The Luminaries by Eleanor Catton

The Luminaries by Eleanor Catton published by Victoria University Press in August 2013 and Granta on 5 September 2013. On 15 October it was announced as the winner of the 2013 Man Booker Prize.


The LuminariesMore than 800 pages of murder, mystery and suspense as the reader is traipsed through the muddy streets of New Zealand, during the gold rush of 1866.

The players include a dead hermit, a suicidal prostitute, a missing millionaire and a cast of twelve men who meet in secret to discuss the mystery of a vast fortune of gold, discovered in the hermits’ cottage. The small settlement of Hokitika has sprung up on the west coast of New Zealand’s South Island, to cater for the influx of diggers in the nearby gold fields. Pay close attention to the twelve men who are introduced at the beginning of the book.
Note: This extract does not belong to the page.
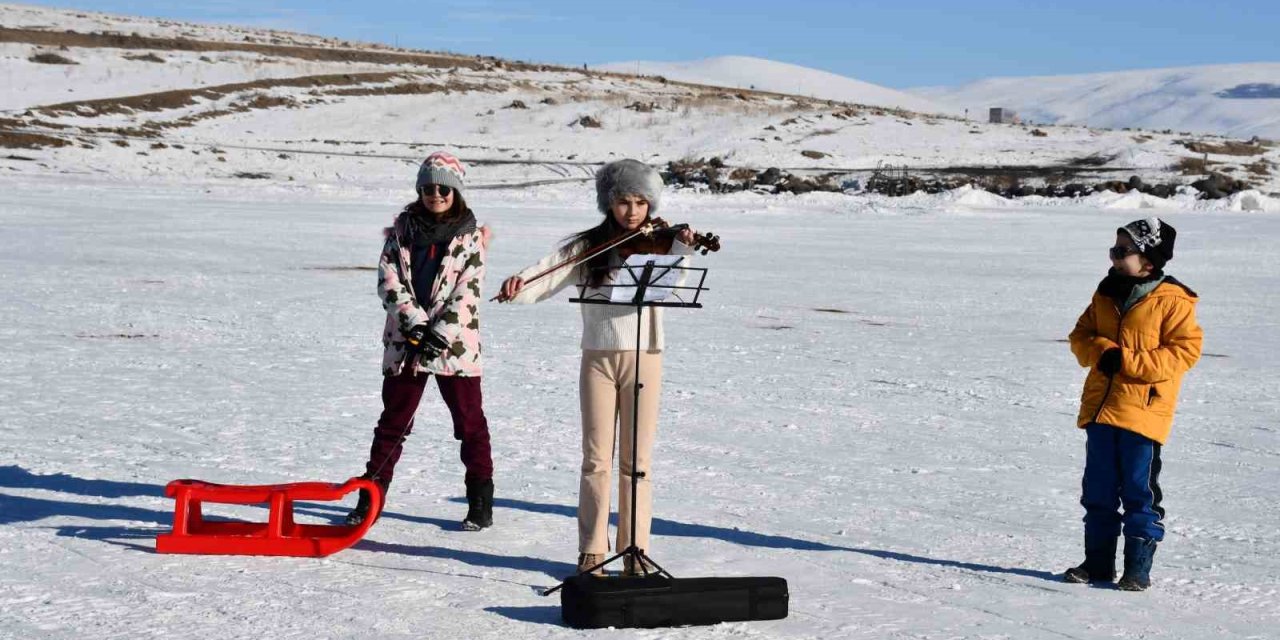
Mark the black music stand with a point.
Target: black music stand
(645, 279)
Their characters fulfill the needs of the developing town and include a banker, a goldsmith, a hotelier, a newspaperman, a shipping magnate, a gaoler, and a chemist, all of whom, play an important role in the intricately woven plot involving shipping, banking and gold-digging.

There is more to the book than it would appear at first glance, and although the main points of the mystery seem to be evident from the beginning, closer inspection reveals many hidden intrigue’s. Great pains have been taken to plot the astrological charts for the New Zealand skies during the year 1866, and the actions of the characters, each representing a sign of the zodiac or heavenly body, reflect the movements of the stars across the sky.

It is a long book, but manages to keep the reader interested right to the end, where loose ends may or may not be tied up.